Every solution we can think of, inside the model of capitalism, will work only temporarily and for a few, and never for the majority of the world. Mark my words. The age old idea of "rags to riches" was another grand tool to motivate the lower class to continuously struggle to get out of poverty, with the idea that they were actually "moving up" in society. The serfs had religion, we have societal dogma.
Let us not forget that this is OUR world. There is no them, or us...it's just US. The 99:1% divide is just another artificial divide, instituted this time, not by the powerful elite, but by us; the lower classes, and while I completely understand the message, I'd rather like to think that we are all human beings and that eventually we must all work together. Capitalism will surely guarantee that we aren't working together at our full capacity.
Who am I? I'm a fellow activist and occupier. If you’ve been to Zuccotti Park you’ve probably seen me around. I occupy on weekends because I work. I currently live a decent life and I currently have little reason to complain. In relation to what many others are going through, my problems are small. My school years were granted to me and I'm doing quite fine. So why am I writing this? Because I'm well aware of the symbiotic nature we have with each other and the environment around us and I understand more than most that no system based on perpetual cyclical consumption will ever be efficient enough to last as long as our race should. This is a matter of alleviating ignorance and replacing it with evidence based solutions. Not traditional arrangements within a system that has long since failed its original purpose.

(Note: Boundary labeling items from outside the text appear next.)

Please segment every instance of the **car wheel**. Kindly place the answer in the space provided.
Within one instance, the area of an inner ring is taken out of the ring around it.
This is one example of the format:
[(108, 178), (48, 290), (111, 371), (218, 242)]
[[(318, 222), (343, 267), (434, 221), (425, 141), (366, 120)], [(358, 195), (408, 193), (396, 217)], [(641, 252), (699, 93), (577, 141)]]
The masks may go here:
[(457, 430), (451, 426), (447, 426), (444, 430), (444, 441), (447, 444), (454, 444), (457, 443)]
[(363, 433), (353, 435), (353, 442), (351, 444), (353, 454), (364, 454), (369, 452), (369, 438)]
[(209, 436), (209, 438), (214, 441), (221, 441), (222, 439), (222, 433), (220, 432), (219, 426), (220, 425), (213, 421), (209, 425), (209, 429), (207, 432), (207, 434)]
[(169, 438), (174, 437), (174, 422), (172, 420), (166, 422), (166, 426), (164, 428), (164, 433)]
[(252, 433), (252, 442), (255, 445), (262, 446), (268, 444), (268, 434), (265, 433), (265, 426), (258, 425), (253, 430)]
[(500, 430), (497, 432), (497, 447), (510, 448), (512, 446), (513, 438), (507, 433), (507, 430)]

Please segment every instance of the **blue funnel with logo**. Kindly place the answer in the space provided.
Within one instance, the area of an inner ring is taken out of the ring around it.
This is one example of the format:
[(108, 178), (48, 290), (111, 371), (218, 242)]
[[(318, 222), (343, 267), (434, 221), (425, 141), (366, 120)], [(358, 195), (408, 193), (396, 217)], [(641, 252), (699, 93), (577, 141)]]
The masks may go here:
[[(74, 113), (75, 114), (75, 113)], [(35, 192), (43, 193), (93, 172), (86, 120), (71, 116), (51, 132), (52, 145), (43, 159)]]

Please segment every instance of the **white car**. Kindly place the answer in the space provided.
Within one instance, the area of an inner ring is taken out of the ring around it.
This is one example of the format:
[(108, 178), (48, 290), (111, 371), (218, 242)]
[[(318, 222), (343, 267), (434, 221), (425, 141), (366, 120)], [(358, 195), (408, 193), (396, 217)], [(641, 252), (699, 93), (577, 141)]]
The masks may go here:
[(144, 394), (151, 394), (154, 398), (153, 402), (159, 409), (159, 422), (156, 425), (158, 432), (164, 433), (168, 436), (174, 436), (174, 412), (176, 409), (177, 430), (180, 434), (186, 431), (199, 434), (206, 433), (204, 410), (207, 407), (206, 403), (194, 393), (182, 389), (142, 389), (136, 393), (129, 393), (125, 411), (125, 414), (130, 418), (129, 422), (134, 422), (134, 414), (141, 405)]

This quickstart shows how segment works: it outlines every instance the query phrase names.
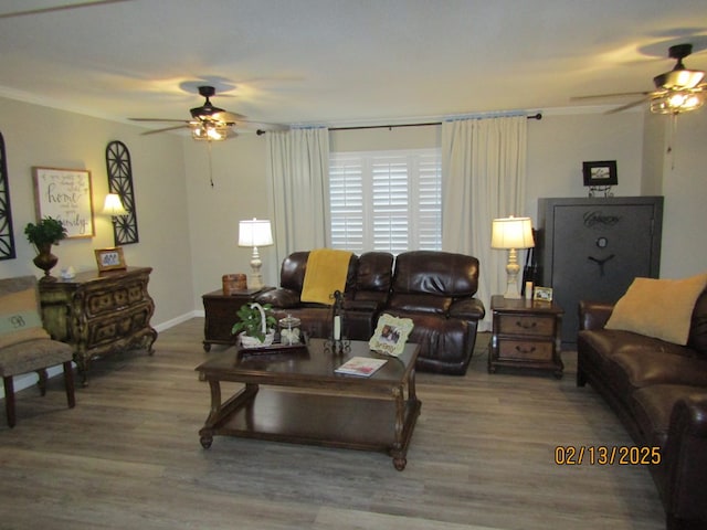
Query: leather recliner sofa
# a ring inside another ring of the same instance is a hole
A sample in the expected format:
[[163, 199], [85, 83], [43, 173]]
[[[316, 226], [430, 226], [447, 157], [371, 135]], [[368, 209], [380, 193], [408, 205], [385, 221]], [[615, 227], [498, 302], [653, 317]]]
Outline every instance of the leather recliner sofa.
[[[257, 297], [271, 304], [277, 318], [297, 317], [310, 337], [330, 337], [331, 307], [300, 300], [309, 252], [295, 252], [281, 267], [279, 287]], [[386, 312], [410, 318], [409, 341], [420, 343], [416, 368], [464, 374], [485, 309], [476, 299], [478, 259], [434, 251], [413, 251], [397, 258], [386, 252], [352, 255], [344, 293], [342, 333], [369, 340]]]
[[707, 290], [695, 304], [686, 346], [604, 329], [612, 309], [580, 303], [577, 384], [590, 383], [640, 447], [630, 458], [648, 467], [666, 528], [706, 529]]

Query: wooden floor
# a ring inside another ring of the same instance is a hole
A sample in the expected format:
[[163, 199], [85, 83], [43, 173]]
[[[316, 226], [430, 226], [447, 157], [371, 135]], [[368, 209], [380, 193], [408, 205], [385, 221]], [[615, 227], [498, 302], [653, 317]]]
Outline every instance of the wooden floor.
[[[198, 431], [209, 389], [193, 371], [203, 319], [160, 333], [156, 353], [94, 364], [66, 409], [62, 378], [46, 396], [19, 393], [0, 416], [0, 529], [662, 529], [644, 467], [560, 466], [556, 446], [629, 445], [590, 388], [486, 372], [419, 373], [422, 414], [408, 467], [379, 453], [214, 438]], [[483, 342], [484, 338], [479, 340]]]

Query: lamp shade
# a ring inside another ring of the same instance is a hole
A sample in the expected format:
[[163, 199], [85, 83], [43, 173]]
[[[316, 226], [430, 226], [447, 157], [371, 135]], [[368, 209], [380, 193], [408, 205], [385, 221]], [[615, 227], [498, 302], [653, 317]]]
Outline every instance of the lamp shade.
[[255, 219], [239, 222], [239, 246], [267, 246], [273, 244], [270, 221]]
[[106, 200], [103, 203], [104, 215], [127, 215], [128, 211], [123, 206], [120, 195], [117, 193], [108, 193]]
[[492, 248], [530, 248], [532, 241], [532, 222], [530, 218], [494, 219], [490, 234]]

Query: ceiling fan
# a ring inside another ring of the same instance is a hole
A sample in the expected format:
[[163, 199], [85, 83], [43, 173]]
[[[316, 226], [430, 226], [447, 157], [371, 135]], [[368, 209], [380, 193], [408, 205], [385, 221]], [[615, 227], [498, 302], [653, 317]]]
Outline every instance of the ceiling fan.
[[171, 127], [163, 127], [161, 129], [154, 129], [143, 132], [143, 135], [155, 135], [157, 132], [166, 132], [168, 130], [177, 129], [191, 129], [191, 137], [194, 140], [207, 141], [220, 141], [226, 138], [236, 136], [235, 127], [242, 124], [249, 124], [250, 126], [256, 126], [257, 135], [265, 132], [265, 129], [270, 130], [284, 130], [287, 127], [276, 124], [254, 124], [245, 119], [242, 114], [230, 113], [222, 108], [213, 106], [211, 97], [215, 95], [215, 88], [213, 86], [200, 86], [199, 94], [204, 97], [204, 103], [200, 107], [191, 108], [191, 119], [170, 119], [170, 118], [129, 118], [133, 121], [162, 121], [170, 123], [176, 121], [181, 125], [175, 125]]
[[688, 70], [683, 64], [683, 60], [693, 53], [692, 44], [677, 44], [668, 49], [668, 57], [677, 62], [669, 72], [653, 77], [655, 89], [652, 92], [627, 92], [619, 94], [602, 94], [594, 96], [572, 97], [572, 100], [621, 97], [621, 96], [643, 96], [626, 105], [613, 108], [606, 114], [620, 113], [650, 102], [651, 112], [654, 114], [673, 114], [695, 110], [705, 103], [705, 72], [700, 70]]

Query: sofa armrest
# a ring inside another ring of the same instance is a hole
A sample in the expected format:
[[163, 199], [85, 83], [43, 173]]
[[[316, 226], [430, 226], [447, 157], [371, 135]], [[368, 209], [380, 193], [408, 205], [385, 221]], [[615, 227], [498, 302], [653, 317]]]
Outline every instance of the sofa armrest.
[[606, 301], [579, 301], [579, 329], [602, 329], [614, 305]]
[[298, 307], [299, 293], [292, 289], [272, 289], [258, 295], [255, 299], [258, 304], [270, 304], [274, 308], [287, 309], [289, 307]]
[[478, 298], [461, 298], [450, 306], [450, 317], [462, 320], [481, 320], [486, 315], [486, 308]]
[[663, 453], [666, 511], [676, 519], [707, 521], [707, 389], [675, 403]]

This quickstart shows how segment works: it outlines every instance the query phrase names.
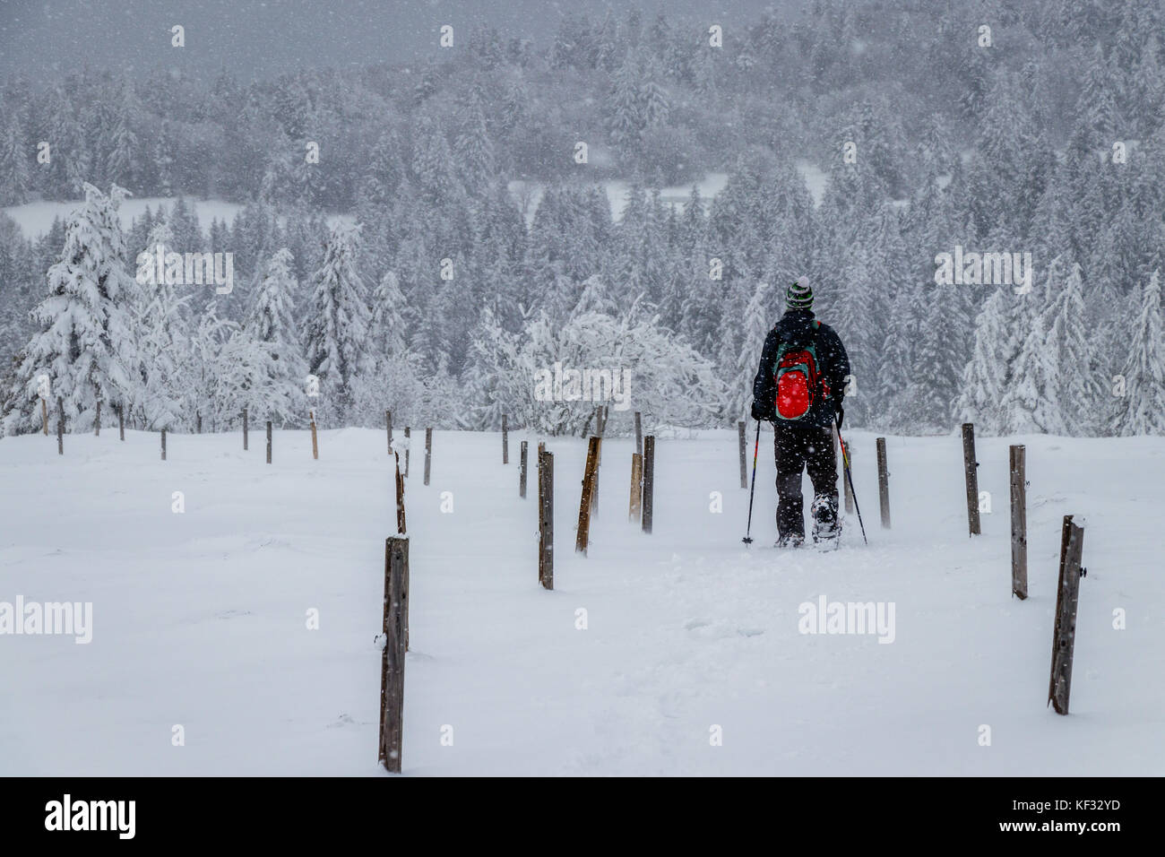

You may be surprised at how many are beginning to think the same way you do. And not just one segment, some are wealthy, so are poor. There's a small change in attitude afoot, Elite, I can feel it. Bubbling just beneath the surface. It's no longer a question of trying to fix the old capitalist model, plenty of people know that's a dead end road. The 99% is just a label. The smartest ones know that it's really the 100%.
I hope I am surprised. I'm actually very glad to see someone understand.
And you have to admit, "We are the 99" does have a nice ring to it. If we called it "we are the 100%" the mainstream media would be REALLY be confused! ; )
I found a new theory about economics called 'debitism'. This new theory is based on having debts as the root cause of economic activity and explains our economy system much better as the traditional theories which think trading goods is the basic principle.
And this theory says that it is normal that the capitalistic system crashes from time to time because of its structure. I have written a post about this and would be glad if someone could read this at the general assembly so more people may recognize that there will be no stable solution in a capitalistic system and that we should consider establishing a new global system for the future which will satisfy the needs of the whole 100%.